Hi Jen,
After a torrid month or so of blundering around a web-design application and with the help of the team at Wild Lime Media, we have finally published (and hopefully de-bugged) our new website; complete with a ‘Rainforest Revelations’ weblog.
Now that that’s done, I can return to some semblance of a life. In my absence from your blog, I have captured some interesting images.
The Daintree Cape Tribulation rainforest is at its most vibrant in the wet. Some of its best-kept secrets are revealed in circumstances that are frustratingly uninviting to visitors. Nevertheless, we at Cooper Creek Wilderness carry on with our tours and share the wonder of the wet with a privileged few.
This image of a brush-footed trapdoor spider was captured two nights ago at the entrance to its burrow, deep within the buttress roots of a Javan Ash.
Primitive spiders lack trachea and have very limited respiratory capabilities. Their gill-like book-lungs confer a greater proximity to an aqueous pre-existence, than the more modern and mobile Araneomorphs. They are also less able to travel great distances from the protection of their burrows and tend to have more immobilizing venom.
Also known as whistling spiders, barking spiders or Australia’s Tarantulas, they are subject to concerning pressures from collectors who sell them as pets for around $400 each. In an attempt to control these impacts, their trade has become regulated by licencing requirements (I wonder if this is having any success).
The other interesting image is a magnification of a longicorn beetle’s head, Batocera sp., whose family includes Australia’s largest beetle.
Their powerful mandibles rip into timber and their large, white and fleshy larvae are favoured bush-tucker for Cape York bama.
All the best from Cooper Creek Wilderness,
Libby says
Hi Neil,
Thanks for the neat pix as always. Thankfully at least one company is now captive-breeding the spiders and this will hopefully be able to take over from the destructive wild-caught pet trade in them – hopefully. They pack a hell of a punch when they bite apparently. They are selling in many pet shops in Sydney for about $100 each. It is great to see inverts becoming known in households by kids, but I have seen a lot of neglect of animals like phasmids, so I think the spiders and giant burrowing bush cockies probably suffer similar fates. Maybe some of these kids grow up and become entomologists like Jennifer once was!
Jennifer says
Libby,
I have never kept spiders … or snakes for that matter.
I didn’t start keeping insects until after I had my degree. Then rearing colonies of different species was my day job for some years.

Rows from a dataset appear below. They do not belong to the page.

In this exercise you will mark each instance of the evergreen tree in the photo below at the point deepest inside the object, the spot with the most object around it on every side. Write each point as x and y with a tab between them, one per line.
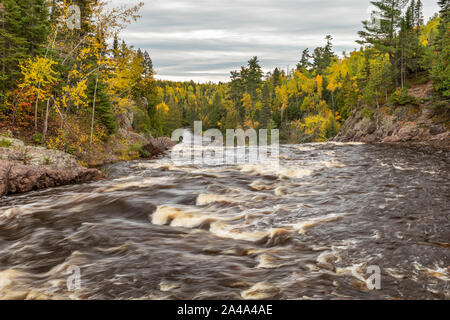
441	70
382	29
323	56
305	61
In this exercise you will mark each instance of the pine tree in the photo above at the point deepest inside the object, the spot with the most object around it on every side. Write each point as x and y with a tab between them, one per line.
323	56
148	64
382	30
441	69
418	15
305	61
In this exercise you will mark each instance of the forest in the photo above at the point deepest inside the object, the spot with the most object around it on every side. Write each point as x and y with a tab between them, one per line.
74	89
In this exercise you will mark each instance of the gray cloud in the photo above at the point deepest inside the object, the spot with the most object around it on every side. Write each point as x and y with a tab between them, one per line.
203	40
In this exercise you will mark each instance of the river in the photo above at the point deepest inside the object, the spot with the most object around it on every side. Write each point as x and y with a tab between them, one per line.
310	229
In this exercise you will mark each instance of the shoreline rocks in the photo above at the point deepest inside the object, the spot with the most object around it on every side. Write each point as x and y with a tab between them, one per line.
24	168
401	124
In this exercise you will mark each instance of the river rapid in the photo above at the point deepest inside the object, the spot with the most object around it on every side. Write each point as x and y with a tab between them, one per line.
310	229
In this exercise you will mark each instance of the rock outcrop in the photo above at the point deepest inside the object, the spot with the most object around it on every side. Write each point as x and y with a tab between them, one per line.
406	124
24	168
157	146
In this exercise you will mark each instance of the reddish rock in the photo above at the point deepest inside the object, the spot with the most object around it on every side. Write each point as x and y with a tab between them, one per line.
20	178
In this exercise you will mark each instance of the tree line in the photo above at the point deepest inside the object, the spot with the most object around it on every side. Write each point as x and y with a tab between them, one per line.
73	89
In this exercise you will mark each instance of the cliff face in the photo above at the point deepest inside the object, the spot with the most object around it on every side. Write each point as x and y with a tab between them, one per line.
420	123
25	168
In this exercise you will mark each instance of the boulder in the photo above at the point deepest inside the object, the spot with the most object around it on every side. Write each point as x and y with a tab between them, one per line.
157	146
20	178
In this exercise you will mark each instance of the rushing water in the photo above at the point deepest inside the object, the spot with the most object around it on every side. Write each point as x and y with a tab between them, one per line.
308	230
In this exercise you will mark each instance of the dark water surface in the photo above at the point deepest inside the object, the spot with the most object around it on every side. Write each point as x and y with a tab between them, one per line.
308	230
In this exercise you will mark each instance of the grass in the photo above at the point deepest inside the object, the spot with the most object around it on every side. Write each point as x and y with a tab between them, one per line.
5	143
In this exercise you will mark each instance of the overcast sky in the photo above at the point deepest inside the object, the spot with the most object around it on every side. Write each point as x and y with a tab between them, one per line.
203	40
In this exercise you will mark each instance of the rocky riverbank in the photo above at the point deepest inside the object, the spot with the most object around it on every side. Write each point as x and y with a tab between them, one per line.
420	123
26	168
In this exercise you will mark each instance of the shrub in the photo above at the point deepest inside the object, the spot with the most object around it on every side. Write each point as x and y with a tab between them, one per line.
37	138
367	113
47	161
5	143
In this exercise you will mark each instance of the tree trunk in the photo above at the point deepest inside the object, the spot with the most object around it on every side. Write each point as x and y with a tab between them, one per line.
44	133
93	109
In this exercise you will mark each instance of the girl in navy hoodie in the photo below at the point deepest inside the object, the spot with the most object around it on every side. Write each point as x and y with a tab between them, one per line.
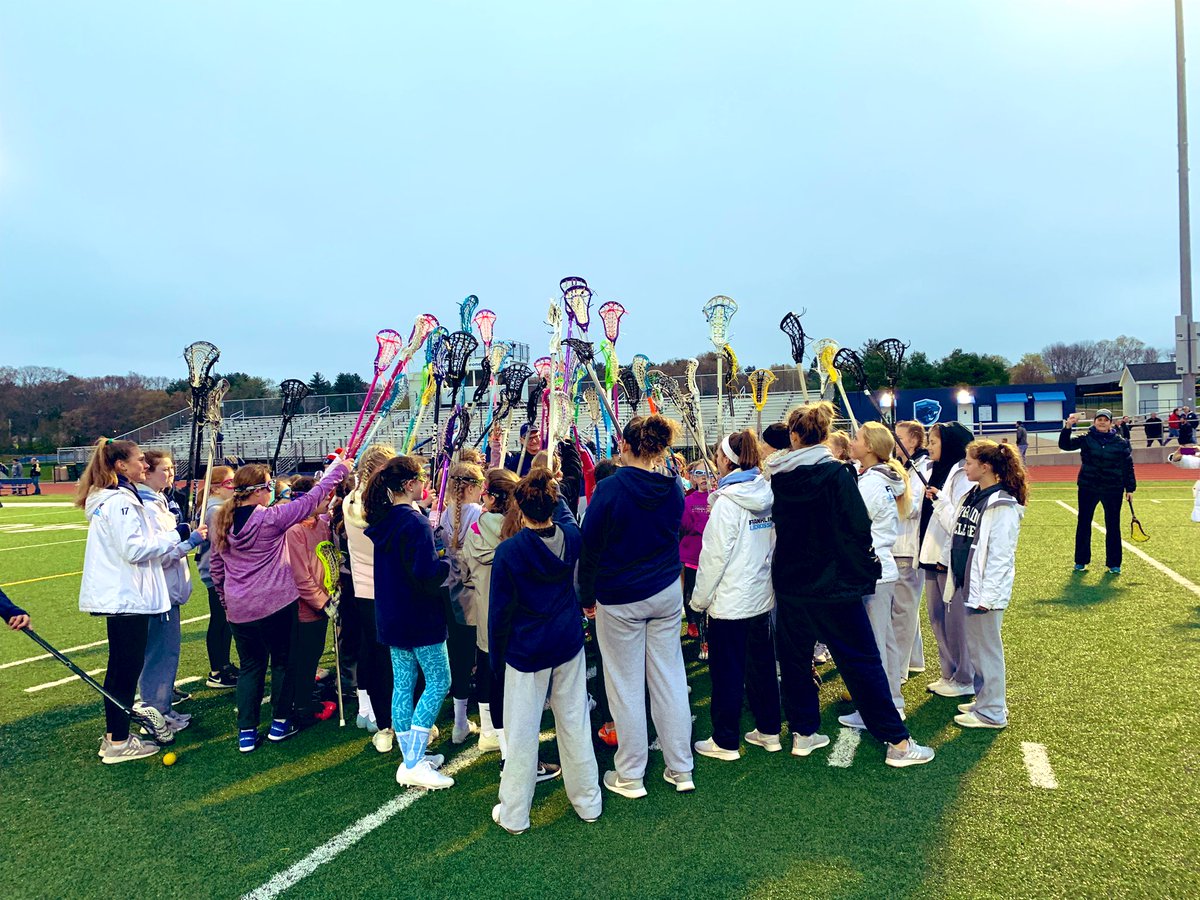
409	580
535	634
630	567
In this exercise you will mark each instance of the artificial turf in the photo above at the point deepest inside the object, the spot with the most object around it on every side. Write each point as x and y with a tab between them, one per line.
1102	671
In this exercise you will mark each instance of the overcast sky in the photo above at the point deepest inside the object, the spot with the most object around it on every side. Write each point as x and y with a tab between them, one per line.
285	179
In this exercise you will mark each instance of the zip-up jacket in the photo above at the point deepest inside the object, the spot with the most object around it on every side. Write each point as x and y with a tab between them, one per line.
534	618
822	531
733	579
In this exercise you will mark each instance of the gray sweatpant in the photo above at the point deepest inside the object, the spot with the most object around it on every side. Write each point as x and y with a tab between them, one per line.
906	613
641	648
525	697
988	655
161	666
948	621
879	611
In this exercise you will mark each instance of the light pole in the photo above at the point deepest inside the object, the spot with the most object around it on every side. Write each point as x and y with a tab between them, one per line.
1188	385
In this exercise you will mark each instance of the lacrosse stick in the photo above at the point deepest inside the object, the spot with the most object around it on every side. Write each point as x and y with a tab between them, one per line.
147	717
292	394
331	563
213	415
718	312
791	327
199	357
760	382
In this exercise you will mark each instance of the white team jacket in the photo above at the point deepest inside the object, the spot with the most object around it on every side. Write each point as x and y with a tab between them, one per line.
733	579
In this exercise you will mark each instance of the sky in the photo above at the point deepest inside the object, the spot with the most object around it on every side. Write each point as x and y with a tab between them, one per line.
285	179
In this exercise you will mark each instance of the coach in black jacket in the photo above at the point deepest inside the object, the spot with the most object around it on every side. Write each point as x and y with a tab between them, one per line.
1105	478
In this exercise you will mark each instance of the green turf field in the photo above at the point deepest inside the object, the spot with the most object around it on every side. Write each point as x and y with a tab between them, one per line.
1102	672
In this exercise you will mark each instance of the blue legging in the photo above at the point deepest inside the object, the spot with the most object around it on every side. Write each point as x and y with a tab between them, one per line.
435	664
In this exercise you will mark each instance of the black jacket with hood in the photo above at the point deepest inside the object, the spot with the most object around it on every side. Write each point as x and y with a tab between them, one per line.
823	551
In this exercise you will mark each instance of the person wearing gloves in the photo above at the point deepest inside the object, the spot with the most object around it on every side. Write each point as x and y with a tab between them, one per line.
733	589
910	576
163	636
257	586
947	487
883	486
822	569
983	561
537	640
124	580
1105	479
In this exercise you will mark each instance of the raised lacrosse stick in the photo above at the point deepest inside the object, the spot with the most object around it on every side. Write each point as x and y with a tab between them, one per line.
331	564
760	382
389	347
718	312
791	327
213	417
292	395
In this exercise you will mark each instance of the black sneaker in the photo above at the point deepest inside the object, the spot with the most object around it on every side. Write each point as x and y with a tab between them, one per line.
223	679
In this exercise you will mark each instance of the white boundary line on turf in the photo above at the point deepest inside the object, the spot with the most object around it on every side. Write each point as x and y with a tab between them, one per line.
1169	573
82	647
1037	763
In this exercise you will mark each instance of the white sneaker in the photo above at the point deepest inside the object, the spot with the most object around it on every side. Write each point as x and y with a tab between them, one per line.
384	741
804	744
423	774
769	743
711	748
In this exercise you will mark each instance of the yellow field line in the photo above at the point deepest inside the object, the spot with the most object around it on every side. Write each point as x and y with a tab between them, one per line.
45	577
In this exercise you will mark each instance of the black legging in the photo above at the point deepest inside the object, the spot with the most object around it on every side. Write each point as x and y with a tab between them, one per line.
126	653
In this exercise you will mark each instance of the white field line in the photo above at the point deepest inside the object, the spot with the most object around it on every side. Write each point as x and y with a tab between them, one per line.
81	647
360	829
1169	573
37	546
1037	763
844	749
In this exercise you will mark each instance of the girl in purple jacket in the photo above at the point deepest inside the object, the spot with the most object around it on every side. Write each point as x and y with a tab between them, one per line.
255	582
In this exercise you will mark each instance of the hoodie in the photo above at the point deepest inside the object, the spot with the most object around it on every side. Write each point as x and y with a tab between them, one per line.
475	568
733	581
630	538
534	618
881	486
409	580
822	531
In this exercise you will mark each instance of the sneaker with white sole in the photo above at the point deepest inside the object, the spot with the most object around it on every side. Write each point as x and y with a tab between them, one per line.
132	748
384	741
633	789
769	743
915	755
709	748
682	780
804	744
970	720
423	774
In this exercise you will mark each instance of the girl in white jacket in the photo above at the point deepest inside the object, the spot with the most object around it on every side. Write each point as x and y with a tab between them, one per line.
983	555
883	485
733	588
123	579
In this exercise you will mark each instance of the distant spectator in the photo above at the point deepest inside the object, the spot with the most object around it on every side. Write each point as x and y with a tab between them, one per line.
1155	430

As a child growing up I was variously responsible for feeding potty calves, horses, tortoises, monkeys (when we lived in Sulawesi), lorikeets, two koalas (for a brief period when we lived at Conondale) … and Mum (if she is reading this blog) can probably add to the list.
When I was at boarding school I talked them into letting me keep an aquarium of snails and another of earthworms for a brief period of time.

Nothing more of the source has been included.